Before plunging into Saturn's atmosphere on 15 September, Cassini spacecraft took a last look at the planet and captured a series of images using its wide angle camera. Now, in a fitting farewell to the spacecraft's 13-year long mission, Nasa has combined those photographs to release one final shot of the gas giant and its gorgeous icy rings.

The image, as the agency describes, is mosaic of as many as 42 shots of a total of 80 wide-angle images that Cassini took during the last leg of its mission. Taken with red, green and blue spectral filters, these images cover the entire planet and its rings from one end to another and have been stitched together into one natural colour shot.

According to Nasa, the picturesque view also includes Saturn's six famous moons — Prometheus, Pandora, Janus, Epimetheus, Mimas, and Enceladus — and numerous stars, but they're too faint to see easily.

The images were taken when Cassini was approximately 1.1 million kilometres from Saturn, on its final approach to the planet.
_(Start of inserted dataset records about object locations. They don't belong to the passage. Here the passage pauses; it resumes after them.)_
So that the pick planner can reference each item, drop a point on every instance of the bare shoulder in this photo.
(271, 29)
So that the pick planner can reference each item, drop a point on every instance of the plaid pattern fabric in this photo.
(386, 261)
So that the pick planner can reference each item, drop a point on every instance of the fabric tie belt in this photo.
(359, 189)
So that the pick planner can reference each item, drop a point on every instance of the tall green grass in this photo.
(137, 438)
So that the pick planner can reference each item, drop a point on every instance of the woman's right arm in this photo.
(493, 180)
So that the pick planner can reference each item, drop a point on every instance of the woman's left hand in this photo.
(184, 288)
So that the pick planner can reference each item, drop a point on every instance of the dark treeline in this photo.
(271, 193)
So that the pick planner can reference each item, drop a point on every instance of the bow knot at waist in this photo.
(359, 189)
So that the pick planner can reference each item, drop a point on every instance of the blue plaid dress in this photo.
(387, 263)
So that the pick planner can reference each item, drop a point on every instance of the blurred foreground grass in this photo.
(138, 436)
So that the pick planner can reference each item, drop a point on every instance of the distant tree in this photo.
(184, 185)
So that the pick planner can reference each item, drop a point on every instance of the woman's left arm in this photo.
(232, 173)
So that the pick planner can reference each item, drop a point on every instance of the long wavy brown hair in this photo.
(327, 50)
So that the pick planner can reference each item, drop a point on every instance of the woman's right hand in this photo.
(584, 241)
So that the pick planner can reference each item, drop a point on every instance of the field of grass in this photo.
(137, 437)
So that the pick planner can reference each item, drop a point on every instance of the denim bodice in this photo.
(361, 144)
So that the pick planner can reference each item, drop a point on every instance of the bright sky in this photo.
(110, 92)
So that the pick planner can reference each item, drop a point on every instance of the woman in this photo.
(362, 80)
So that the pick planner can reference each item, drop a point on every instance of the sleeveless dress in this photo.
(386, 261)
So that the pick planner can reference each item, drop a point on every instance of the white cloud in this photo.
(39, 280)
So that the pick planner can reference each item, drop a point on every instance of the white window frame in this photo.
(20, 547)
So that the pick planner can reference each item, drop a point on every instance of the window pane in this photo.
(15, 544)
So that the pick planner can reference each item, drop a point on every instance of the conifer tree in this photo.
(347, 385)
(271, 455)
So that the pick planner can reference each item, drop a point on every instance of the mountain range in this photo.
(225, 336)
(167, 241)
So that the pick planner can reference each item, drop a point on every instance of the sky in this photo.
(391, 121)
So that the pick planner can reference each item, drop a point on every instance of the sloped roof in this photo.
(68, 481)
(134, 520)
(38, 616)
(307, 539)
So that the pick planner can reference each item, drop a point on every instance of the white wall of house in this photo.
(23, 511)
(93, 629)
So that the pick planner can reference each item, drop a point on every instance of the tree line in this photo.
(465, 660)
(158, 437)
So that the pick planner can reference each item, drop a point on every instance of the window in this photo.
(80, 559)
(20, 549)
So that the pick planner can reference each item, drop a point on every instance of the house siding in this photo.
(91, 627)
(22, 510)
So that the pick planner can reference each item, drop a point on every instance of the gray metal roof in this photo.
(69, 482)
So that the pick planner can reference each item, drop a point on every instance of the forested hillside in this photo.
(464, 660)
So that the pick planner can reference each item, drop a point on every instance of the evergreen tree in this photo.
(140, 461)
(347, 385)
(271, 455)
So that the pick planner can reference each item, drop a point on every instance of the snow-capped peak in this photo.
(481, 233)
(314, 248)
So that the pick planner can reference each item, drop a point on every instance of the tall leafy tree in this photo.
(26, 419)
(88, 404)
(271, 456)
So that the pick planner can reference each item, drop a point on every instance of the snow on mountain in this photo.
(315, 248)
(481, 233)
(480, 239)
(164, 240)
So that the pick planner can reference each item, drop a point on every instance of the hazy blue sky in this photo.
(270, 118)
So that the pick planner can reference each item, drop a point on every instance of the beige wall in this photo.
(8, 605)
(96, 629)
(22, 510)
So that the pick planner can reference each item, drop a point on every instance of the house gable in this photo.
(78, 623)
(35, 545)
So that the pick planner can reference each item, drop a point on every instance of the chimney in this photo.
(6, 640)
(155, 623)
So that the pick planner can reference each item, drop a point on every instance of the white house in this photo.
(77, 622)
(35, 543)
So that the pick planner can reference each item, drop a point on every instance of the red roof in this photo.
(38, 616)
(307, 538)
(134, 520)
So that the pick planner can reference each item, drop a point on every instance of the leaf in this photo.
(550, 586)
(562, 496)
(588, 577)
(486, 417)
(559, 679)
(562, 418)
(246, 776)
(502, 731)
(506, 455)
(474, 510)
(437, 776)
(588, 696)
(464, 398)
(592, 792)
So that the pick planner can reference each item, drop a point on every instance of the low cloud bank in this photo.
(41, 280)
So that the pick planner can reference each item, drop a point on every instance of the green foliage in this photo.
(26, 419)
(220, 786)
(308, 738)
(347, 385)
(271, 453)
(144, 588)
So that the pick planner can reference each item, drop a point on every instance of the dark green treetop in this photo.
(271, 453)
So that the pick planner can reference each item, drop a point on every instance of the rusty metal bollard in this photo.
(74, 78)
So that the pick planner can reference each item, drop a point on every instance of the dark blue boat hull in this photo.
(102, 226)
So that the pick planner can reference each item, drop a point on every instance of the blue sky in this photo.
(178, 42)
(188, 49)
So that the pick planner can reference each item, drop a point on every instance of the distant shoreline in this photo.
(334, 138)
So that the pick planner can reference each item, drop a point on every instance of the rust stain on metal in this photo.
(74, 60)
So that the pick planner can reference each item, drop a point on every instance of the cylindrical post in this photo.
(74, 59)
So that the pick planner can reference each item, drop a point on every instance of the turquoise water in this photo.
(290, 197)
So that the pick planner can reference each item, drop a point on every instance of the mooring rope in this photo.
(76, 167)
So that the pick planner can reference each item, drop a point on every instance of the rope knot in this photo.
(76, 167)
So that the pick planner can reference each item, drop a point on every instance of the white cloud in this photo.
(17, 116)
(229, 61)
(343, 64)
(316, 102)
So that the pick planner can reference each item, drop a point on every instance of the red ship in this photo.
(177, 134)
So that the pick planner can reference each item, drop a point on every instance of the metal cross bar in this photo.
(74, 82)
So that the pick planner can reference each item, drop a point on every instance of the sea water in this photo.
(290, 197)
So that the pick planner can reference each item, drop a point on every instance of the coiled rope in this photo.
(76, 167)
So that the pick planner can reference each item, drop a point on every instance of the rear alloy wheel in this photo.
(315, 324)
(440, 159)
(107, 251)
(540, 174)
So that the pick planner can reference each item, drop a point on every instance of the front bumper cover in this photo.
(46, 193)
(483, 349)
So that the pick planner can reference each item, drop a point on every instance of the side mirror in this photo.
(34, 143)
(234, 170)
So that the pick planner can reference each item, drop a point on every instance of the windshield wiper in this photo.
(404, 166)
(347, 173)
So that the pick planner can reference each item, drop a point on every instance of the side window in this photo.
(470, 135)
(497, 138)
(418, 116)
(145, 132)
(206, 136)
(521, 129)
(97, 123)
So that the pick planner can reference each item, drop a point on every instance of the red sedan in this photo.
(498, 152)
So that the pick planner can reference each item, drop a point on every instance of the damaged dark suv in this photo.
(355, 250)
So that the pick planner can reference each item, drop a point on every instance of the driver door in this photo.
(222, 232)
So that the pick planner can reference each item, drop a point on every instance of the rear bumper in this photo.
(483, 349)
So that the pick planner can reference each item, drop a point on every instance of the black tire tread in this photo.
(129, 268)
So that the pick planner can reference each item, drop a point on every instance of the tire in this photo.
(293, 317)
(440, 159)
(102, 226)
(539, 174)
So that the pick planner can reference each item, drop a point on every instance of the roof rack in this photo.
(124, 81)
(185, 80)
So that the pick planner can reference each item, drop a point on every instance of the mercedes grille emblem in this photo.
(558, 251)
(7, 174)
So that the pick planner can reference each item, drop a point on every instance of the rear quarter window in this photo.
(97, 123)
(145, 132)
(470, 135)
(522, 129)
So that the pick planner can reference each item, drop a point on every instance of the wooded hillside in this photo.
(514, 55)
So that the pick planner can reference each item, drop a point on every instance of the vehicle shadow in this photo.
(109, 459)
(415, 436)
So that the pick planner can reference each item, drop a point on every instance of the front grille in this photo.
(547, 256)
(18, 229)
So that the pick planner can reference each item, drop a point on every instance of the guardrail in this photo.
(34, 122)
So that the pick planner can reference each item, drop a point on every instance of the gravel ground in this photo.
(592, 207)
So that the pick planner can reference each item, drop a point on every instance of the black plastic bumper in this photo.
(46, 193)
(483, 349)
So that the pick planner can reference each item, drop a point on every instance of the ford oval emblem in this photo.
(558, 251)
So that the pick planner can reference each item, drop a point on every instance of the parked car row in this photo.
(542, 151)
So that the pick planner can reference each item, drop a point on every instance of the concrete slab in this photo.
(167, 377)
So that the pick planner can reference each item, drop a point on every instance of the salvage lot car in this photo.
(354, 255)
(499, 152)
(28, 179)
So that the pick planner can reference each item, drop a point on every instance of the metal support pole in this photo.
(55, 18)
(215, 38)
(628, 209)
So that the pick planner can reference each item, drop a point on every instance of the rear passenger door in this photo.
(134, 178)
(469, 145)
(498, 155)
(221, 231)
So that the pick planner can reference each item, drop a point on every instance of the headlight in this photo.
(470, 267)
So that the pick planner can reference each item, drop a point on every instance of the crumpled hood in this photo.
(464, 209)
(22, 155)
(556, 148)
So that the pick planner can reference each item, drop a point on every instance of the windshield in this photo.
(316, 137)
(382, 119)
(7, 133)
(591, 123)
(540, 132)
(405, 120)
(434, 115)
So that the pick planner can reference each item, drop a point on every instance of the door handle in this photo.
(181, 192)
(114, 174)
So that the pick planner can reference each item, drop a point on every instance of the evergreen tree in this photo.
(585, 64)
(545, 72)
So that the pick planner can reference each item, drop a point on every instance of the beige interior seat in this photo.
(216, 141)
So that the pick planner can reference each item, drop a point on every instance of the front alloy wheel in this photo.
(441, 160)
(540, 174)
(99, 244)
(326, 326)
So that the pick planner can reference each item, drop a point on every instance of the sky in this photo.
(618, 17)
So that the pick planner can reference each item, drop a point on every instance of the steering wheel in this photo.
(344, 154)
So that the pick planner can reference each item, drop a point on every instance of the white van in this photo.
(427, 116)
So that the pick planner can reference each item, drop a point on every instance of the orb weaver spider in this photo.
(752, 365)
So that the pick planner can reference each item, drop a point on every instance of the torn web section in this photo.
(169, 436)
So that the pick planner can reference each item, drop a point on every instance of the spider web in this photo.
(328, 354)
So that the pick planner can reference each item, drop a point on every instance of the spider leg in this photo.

The agency says Cassini's imaging team had been planning this farewell view of Saturn for years.

"For 37 years, Voyager 1's last view of Saturn has been, for me, one of the most evocative images ever taken in the exploration of the solar system," said Carolyn Porco, former Voyager imaging team member and Cassini's imaging team leader at the Space Science Institute in Boulder, Colorado.

"In a similar vein, this 'Farewell to Saturn' will forevermore serve as a reminder of the dramatic conclusion to that wondrous time humankind spent in intimate study of our Sun's most iconic planetary system."

Cassini final image
Annotated version of the mosaic created from the final images taken by Cassini NASA/JPL-Caltech/Space Science Institute

After launching in 1997, Cassini orbited Saturn between 2004 and September 2017. The spacecraft not only produced some brilliant shots of the gas giant, but also got useful insights into its rings and moons before ending its mission with a death dive into its atmosphere.

The Cassini-Huygens mission has been a cooperative project of Nasa, the European Space Agency (ESA) and the Italian Space Agency.